Preços do petróleo sobem em meio a tensões geopolíticas e cautela do mercado
Durante a sessão europeia de quinta-feira, os preços do petróleo registraram uma leve recuperação, com os futuros do West Texas Intermediate (WTI) subindo cerca de 2%, para aproximadamente US$ 76,00 por barril. Ainda assim, o mercado segue enfrentando desafios, à medida que os investidores analisam os sinais de abrandamento das tensões geopolíticas envolvendo os Estados Unidos, Israel e Irã. Nos últimos dias, essas tensões têm sustentado a alta dos preços do petróleo, devido a preocupações com interrupções no fornecimento perto do Estreito de Ormuz.

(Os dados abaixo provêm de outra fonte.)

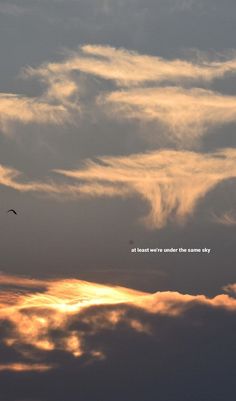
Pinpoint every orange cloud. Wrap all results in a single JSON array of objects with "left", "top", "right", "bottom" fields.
[
  {"left": 101, "top": 87, "right": 236, "bottom": 145},
  {"left": 0, "top": 149, "right": 236, "bottom": 229},
  {"left": 27, "top": 45, "right": 236, "bottom": 86},
  {"left": 57, "top": 149, "right": 236, "bottom": 228},
  {"left": 212, "top": 210, "right": 236, "bottom": 226},
  {"left": 0, "top": 93, "right": 69, "bottom": 132},
  {"left": 0, "top": 276, "right": 236, "bottom": 371}
]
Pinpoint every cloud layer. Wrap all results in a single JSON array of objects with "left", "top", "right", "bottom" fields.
[{"left": 0, "top": 276, "right": 236, "bottom": 401}]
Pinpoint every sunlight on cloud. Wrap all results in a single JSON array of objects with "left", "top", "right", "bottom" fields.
[
  {"left": 26, "top": 44, "right": 236, "bottom": 86},
  {"left": 57, "top": 149, "right": 236, "bottom": 228},
  {"left": 0, "top": 276, "right": 236, "bottom": 372},
  {"left": 101, "top": 87, "right": 236, "bottom": 145},
  {"left": 0, "top": 149, "right": 236, "bottom": 229},
  {"left": 0, "top": 93, "right": 69, "bottom": 133},
  {"left": 212, "top": 210, "right": 236, "bottom": 226}
]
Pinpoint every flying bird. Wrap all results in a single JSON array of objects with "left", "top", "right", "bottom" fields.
[{"left": 7, "top": 209, "right": 17, "bottom": 214}]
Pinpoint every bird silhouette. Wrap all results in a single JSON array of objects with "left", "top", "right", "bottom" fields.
[{"left": 7, "top": 209, "right": 17, "bottom": 214}]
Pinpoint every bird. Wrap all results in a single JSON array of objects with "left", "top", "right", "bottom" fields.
[{"left": 7, "top": 209, "right": 17, "bottom": 214}]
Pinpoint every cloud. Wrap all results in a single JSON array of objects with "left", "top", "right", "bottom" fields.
[
  {"left": 213, "top": 210, "right": 236, "bottom": 226},
  {"left": 26, "top": 44, "right": 236, "bottom": 86},
  {"left": 0, "top": 149, "right": 236, "bottom": 229},
  {"left": 0, "top": 45, "right": 236, "bottom": 141},
  {"left": 0, "top": 93, "right": 69, "bottom": 132},
  {"left": 98, "top": 87, "right": 236, "bottom": 146},
  {"left": 56, "top": 149, "right": 236, "bottom": 228},
  {"left": 0, "top": 270, "right": 236, "bottom": 390}
]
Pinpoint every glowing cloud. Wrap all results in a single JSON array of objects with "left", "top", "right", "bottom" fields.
[
  {"left": 212, "top": 210, "right": 236, "bottom": 226},
  {"left": 27, "top": 45, "right": 236, "bottom": 86},
  {"left": 101, "top": 87, "right": 236, "bottom": 145},
  {"left": 57, "top": 149, "right": 236, "bottom": 228},
  {"left": 0, "top": 93, "right": 69, "bottom": 132},
  {"left": 0, "top": 276, "right": 236, "bottom": 371}
]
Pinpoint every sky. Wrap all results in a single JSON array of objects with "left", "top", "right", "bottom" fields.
[{"left": 0, "top": 0, "right": 236, "bottom": 401}]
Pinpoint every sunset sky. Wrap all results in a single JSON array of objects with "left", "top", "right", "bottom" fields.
[{"left": 0, "top": 0, "right": 236, "bottom": 401}]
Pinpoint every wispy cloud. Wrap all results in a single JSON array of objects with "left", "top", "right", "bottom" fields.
[
  {"left": 0, "top": 278, "right": 236, "bottom": 372},
  {"left": 98, "top": 87, "right": 236, "bottom": 145},
  {"left": 27, "top": 44, "right": 236, "bottom": 86},
  {"left": 0, "top": 93, "right": 69, "bottom": 132},
  {"left": 57, "top": 149, "right": 236, "bottom": 228},
  {"left": 212, "top": 210, "right": 236, "bottom": 226},
  {"left": 0, "top": 149, "right": 236, "bottom": 229}
]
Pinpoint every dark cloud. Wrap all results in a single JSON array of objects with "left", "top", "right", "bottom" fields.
[{"left": 0, "top": 282, "right": 236, "bottom": 401}]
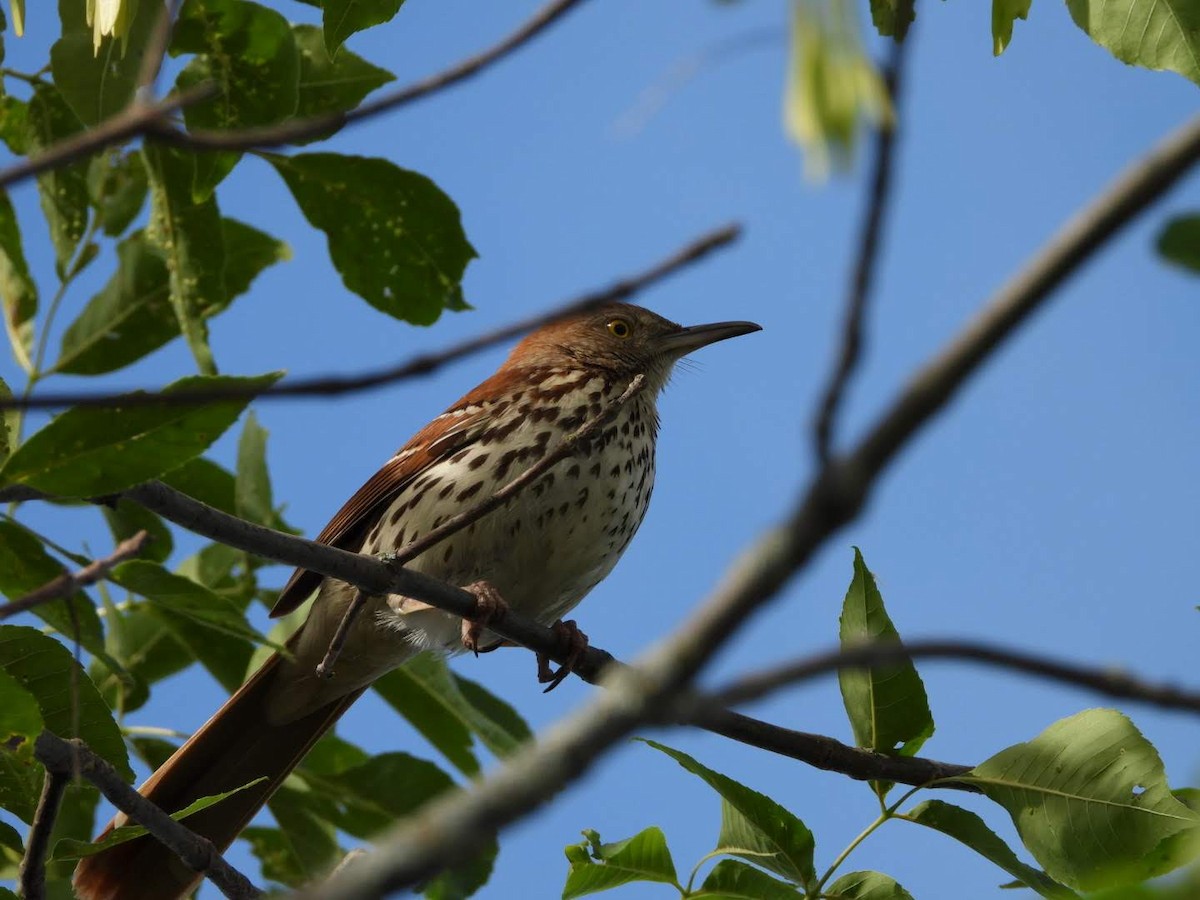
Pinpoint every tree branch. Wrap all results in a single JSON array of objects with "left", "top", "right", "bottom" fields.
[
  {"left": 34, "top": 731, "right": 263, "bottom": 900},
  {"left": 0, "top": 532, "right": 150, "bottom": 622},
  {"left": 707, "top": 640, "right": 1200, "bottom": 713},
  {"left": 17, "top": 769, "right": 71, "bottom": 900},
  {"left": 0, "top": 223, "right": 742, "bottom": 409},
  {"left": 149, "top": 0, "right": 582, "bottom": 150},
  {"left": 812, "top": 40, "right": 910, "bottom": 466},
  {"left": 312, "top": 119, "right": 1200, "bottom": 900},
  {"left": 0, "top": 82, "right": 216, "bottom": 187}
]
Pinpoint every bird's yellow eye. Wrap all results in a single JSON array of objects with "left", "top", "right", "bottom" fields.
[{"left": 608, "top": 319, "right": 634, "bottom": 340}]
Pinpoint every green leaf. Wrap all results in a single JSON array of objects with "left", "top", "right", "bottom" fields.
[
  {"left": 991, "top": 0, "right": 1033, "bottom": 56},
  {"left": 964, "top": 709, "right": 1200, "bottom": 889},
  {"left": 53, "top": 778, "right": 265, "bottom": 860},
  {"left": 826, "top": 872, "right": 912, "bottom": 900},
  {"left": 170, "top": 0, "right": 300, "bottom": 199},
  {"left": 92, "top": 602, "right": 194, "bottom": 714},
  {"left": 28, "top": 84, "right": 88, "bottom": 278},
  {"left": 0, "top": 378, "right": 17, "bottom": 466},
  {"left": 1067, "top": 0, "right": 1200, "bottom": 84},
  {"left": 50, "top": 0, "right": 160, "bottom": 125},
  {"left": 0, "top": 372, "right": 282, "bottom": 497},
  {"left": 0, "top": 668, "right": 44, "bottom": 822},
  {"left": 242, "top": 787, "right": 342, "bottom": 888},
  {"left": 0, "top": 625, "right": 133, "bottom": 781},
  {"left": 101, "top": 497, "right": 175, "bottom": 563},
  {"left": 1152, "top": 214, "right": 1200, "bottom": 274},
  {"left": 871, "top": 0, "right": 917, "bottom": 41},
  {"left": 638, "top": 738, "right": 816, "bottom": 888},
  {"left": 563, "top": 827, "right": 679, "bottom": 900},
  {"left": 322, "top": 0, "right": 404, "bottom": 56},
  {"left": 901, "top": 800, "right": 1079, "bottom": 900},
  {"left": 691, "top": 859, "right": 800, "bottom": 900},
  {"left": 112, "top": 560, "right": 270, "bottom": 690},
  {"left": 266, "top": 154, "right": 475, "bottom": 325},
  {"left": 838, "top": 547, "right": 934, "bottom": 756},
  {"left": 374, "top": 653, "right": 530, "bottom": 775},
  {"left": 0, "top": 191, "right": 37, "bottom": 372},
  {"left": 0, "top": 520, "right": 104, "bottom": 655},
  {"left": 234, "top": 412, "right": 275, "bottom": 526},
  {"left": 142, "top": 144, "right": 229, "bottom": 374},
  {"left": 292, "top": 25, "right": 396, "bottom": 143},
  {"left": 88, "top": 149, "right": 149, "bottom": 238},
  {"left": 54, "top": 218, "right": 289, "bottom": 374},
  {"left": 162, "top": 456, "right": 238, "bottom": 516}
]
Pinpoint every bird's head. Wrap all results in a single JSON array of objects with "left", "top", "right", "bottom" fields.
[{"left": 505, "top": 304, "right": 762, "bottom": 391}]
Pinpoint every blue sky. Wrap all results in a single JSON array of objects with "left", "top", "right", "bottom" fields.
[{"left": 0, "top": 0, "right": 1200, "bottom": 900}]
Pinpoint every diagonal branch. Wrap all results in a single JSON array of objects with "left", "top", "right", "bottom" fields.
[
  {"left": 0, "top": 223, "right": 742, "bottom": 410},
  {"left": 34, "top": 731, "right": 263, "bottom": 900},
  {"left": 151, "top": 0, "right": 592, "bottom": 150},
  {"left": 0, "top": 532, "right": 150, "bottom": 622},
  {"left": 17, "top": 769, "right": 71, "bottom": 900},
  {"left": 309, "top": 112, "right": 1200, "bottom": 900},
  {"left": 706, "top": 640, "right": 1200, "bottom": 713},
  {"left": 812, "top": 33, "right": 910, "bottom": 466},
  {"left": 0, "top": 82, "right": 216, "bottom": 187}
]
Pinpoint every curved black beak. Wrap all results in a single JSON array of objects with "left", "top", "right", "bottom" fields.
[{"left": 662, "top": 322, "right": 762, "bottom": 356}]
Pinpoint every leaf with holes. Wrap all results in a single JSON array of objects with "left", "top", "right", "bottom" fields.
[
  {"left": 962, "top": 709, "right": 1200, "bottom": 890},
  {"left": 838, "top": 547, "right": 934, "bottom": 756},
  {"left": 268, "top": 154, "right": 475, "bottom": 325},
  {"left": 0, "top": 372, "right": 283, "bottom": 497}
]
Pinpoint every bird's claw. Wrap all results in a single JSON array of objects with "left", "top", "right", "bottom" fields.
[
  {"left": 538, "top": 619, "right": 588, "bottom": 694},
  {"left": 462, "top": 581, "right": 509, "bottom": 656}
]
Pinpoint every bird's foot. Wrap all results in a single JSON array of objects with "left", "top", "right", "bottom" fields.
[
  {"left": 462, "top": 581, "right": 509, "bottom": 656},
  {"left": 538, "top": 619, "right": 588, "bottom": 694}
]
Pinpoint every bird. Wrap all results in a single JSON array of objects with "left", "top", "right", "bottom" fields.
[{"left": 73, "top": 304, "right": 760, "bottom": 900}]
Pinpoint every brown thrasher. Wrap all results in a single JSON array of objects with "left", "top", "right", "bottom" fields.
[{"left": 74, "top": 304, "right": 758, "bottom": 900}]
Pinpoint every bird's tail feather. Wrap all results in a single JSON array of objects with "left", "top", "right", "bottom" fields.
[{"left": 74, "top": 655, "right": 365, "bottom": 900}]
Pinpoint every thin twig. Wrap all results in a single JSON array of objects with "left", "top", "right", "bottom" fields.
[
  {"left": 309, "top": 119, "right": 1200, "bottom": 900},
  {"left": 0, "top": 82, "right": 216, "bottom": 187},
  {"left": 0, "top": 532, "right": 150, "bottom": 622},
  {"left": 17, "top": 770, "right": 71, "bottom": 900},
  {"left": 0, "top": 223, "right": 742, "bottom": 409},
  {"left": 34, "top": 731, "right": 263, "bottom": 900},
  {"left": 706, "top": 640, "right": 1200, "bottom": 713},
  {"left": 150, "top": 0, "right": 582, "bottom": 150},
  {"left": 0, "top": 532, "right": 150, "bottom": 622},
  {"left": 317, "top": 374, "right": 646, "bottom": 678},
  {"left": 0, "top": 482, "right": 984, "bottom": 790},
  {"left": 133, "top": 0, "right": 182, "bottom": 103},
  {"left": 812, "top": 35, "right": 910, "bottom": 466}
]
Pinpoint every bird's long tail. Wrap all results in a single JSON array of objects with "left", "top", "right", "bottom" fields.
[{"left": 74, "top": 655, "right": 364, "bottom": 900}]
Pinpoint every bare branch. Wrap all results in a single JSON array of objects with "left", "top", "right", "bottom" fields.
[
  {"left": 0, "top": 532, "right": 150, "bottom": 622},
  {"left": 312, "top": 119, "right": 1200, "bottom": 900},
  {"left": 317, "top": 374, "right": 646, "bottom": 690},
  {"left": 151, "top": 0, "right": 582, "bottom": 150},
  {"left": 17, "top": 770, "right": 71, "bottom": 900},
  {"left": 0, "top": 82, "right": 216, "bottom": 187},
  {"left": 0, "top": 223, "right": 742, "bottom": 409},
  {"left": 812, "top": 40, "right": 910, "bottom": 466},
  {"left": 34, "top": 731, "right": 263, "bottom": 900},
  {"left": 707, "top": 640, "right": 1200, "bottom": 713}
]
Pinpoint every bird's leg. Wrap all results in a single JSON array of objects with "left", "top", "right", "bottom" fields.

A recente alta nos preços foi impulsionada pelo aumento das atividades militares e pela persistência dos conflitos no Oriente Médio, que ameaçaram as rotas de fornecimento e alimentaram temores de uma possível escassez de fornecimento. No entanto, parte dessas preocupações diminuiu após a divulgação de um relatório indicando que o Irã poderia considerar ceder em suas ambições nucleares em troca de incentivos econômicos. Embora essa notícia tenha inicialmente pressionado os preços para baixo, o mercado acabou se recuperando ao longo do dia, refletindo um otimismo cauteloso em relação a uma potencial atenuação da escalada.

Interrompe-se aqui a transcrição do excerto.